Hiroyuki Joho, 18, died when he ran in front of a 70mph Amtrak train at Edgebrook Metra station in Chicago in 2008. It was pouring with rain and the teen had an umbrella over his head.
His body was severed on impact, and a large part became airborne, flying about 100 feet onto the southbound platform, where it hit a commuter
Gayane Zokhrabov, 58, was knocked to the ground, her leg and wrist broken and her shoulder injured, the Chicago Tribune reported.
A Cook County court judge initially dismissed Zokhrabov's lawsuit against the boy's estate, ruling that Joho could not possibly have anticipated Zokhrabov's injuries.
But a state appeals court disagreed.

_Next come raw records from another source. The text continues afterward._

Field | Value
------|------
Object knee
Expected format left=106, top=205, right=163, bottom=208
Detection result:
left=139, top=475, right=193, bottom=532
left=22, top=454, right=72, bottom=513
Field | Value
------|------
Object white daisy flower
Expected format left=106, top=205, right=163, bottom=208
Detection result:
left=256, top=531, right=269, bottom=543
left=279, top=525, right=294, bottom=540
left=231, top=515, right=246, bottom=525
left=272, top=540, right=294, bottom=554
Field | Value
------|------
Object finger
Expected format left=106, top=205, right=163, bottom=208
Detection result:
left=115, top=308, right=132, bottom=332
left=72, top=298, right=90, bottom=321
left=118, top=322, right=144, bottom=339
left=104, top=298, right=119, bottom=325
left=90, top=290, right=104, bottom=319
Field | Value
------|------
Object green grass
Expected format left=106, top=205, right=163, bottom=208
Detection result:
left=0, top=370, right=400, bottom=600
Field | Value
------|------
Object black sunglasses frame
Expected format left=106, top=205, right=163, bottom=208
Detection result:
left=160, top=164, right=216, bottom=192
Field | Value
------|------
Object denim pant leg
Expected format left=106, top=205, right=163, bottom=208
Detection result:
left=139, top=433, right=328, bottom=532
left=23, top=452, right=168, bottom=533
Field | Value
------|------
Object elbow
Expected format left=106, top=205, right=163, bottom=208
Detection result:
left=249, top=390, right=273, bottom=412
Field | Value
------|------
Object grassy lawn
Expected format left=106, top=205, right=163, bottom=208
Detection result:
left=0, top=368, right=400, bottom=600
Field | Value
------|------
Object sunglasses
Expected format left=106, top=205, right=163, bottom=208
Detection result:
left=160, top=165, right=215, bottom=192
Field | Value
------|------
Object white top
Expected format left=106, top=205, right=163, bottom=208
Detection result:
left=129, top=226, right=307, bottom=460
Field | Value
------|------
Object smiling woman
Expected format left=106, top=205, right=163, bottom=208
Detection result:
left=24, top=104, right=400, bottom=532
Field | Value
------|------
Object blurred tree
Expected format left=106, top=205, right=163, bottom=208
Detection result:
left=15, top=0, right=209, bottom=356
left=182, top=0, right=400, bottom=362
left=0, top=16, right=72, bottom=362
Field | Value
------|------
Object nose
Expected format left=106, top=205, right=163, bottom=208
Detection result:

It found that 'it was reasonably foreseeable' that the high-speed train would kill Joho and fling his body toward a platform where people were waiting.
Struck down: Gayane Zokhrabov, 58, waiting on the platform at Edgebrook, was knocked to the ground, her leg and wrist broken and her shoulder injured
Lawyer Leslie Rosen, who handled Zokhrabov's appeal, argued that the case was a straightforward negligence case, albeit with 'very peculiar and gory and creepy' circumstances.
'If you do something as stupid as this guy did, you have to be responsible for what comes from it,' she said.
The teenager's mother who had left him at the station that morning had previously filed her own suit.
The lawsuit claimed Metra and the Canadian Pacific Railway were negligent because Joho was not warned that what he thought was his Metra train was in fact an express Amtrak train.
The Metra train was running late that morning, but no announcement was made on the platform, the suit said.
But a Cook County judge ruled that the railway companies had no compulsion to warn people about such an 'open and obvious danger' as a travelling train. The decision was upheld on appeal.
Keith Davidson, one of Park's attorneys, said he is seeking to appeal to the Illinois Supreme Court.